Your network contains an Active Directory forest named adatum.local. The forest contains 500 users and uses adatum.com as a UPN suffix.
You deploy a Microsoft 365 tenant.
You implement directory synchronization and sync only 50 support users.
You discover that five of the synchronized users have usernames that use a UPN suffix of onmicrosoft.com.
You need to ensure that all synchronized identities retain the UPN set in their on-premises user account.
What should you do?
A . From the Microsoft 365 admin center, add adatum.com as a custom domain name.
B . From Windows PowerShell, run the Set-ADDomain CAllowedDNSSuffixes adatum.com command.
C . From Active Directory Users and Computers, modify the UPN suffix of the five user accounts.
D . From the Microsoft 365 admin center, add adatum.local as a custom domain name.
Answer: C
Explanation:
The question states that only five of the synchronized users have usernames that use a UPN suffix of onmicrosoft.com. Therefore the other 45 users have the correct UPN suffix. This tells us that the adatum.com domain has already been added to Office 365 as a custom domain.
The forest is named adatum.local and uses adatum.com as a UPN suffix. User accounts in the domain will have adatum.local as their default UPN suffix. To use adatum.com as the UPN suffix, each user account will need to be configured to use adatum.com as the UPN suffix.

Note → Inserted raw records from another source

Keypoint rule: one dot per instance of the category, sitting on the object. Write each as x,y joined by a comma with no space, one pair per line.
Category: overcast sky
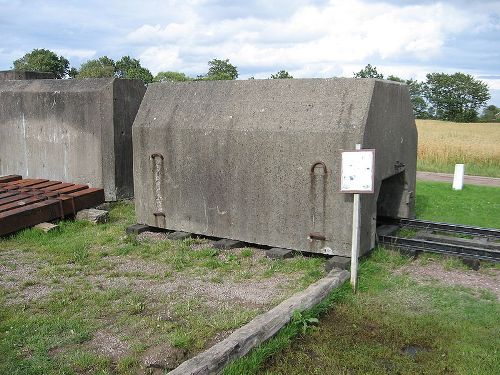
407,38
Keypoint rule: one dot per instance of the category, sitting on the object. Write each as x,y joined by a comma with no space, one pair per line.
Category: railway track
452,239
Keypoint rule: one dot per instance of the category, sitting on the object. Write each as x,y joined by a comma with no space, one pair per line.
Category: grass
474,205
442,144
375,330
394,324
96,279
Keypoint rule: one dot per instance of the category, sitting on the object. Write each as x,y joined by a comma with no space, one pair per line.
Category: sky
309,39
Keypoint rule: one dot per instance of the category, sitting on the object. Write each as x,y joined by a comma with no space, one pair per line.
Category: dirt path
471,180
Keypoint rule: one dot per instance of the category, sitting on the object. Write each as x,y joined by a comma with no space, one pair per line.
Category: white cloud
77,53
323,37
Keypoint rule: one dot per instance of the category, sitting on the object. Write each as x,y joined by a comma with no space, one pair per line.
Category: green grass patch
392,325
486,169
474,205
98,279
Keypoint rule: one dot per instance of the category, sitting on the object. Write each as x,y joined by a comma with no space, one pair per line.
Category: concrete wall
23,75
72,130
239,159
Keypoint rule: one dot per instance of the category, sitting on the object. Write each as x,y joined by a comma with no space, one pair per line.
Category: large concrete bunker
259,160
71,130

Any synchronized user account that has adatum.local as a UPN suffix will be configured to use a UPN suffix of onmicrosoft.com because adatum.local cannot be added to Office 365 as a custom domain. Therefore, the reason that the five synchronized users have usernames with a UPN suffix of onmicrosoft.com is because their accounts were not configured to use the UPN suffix of contoso.com.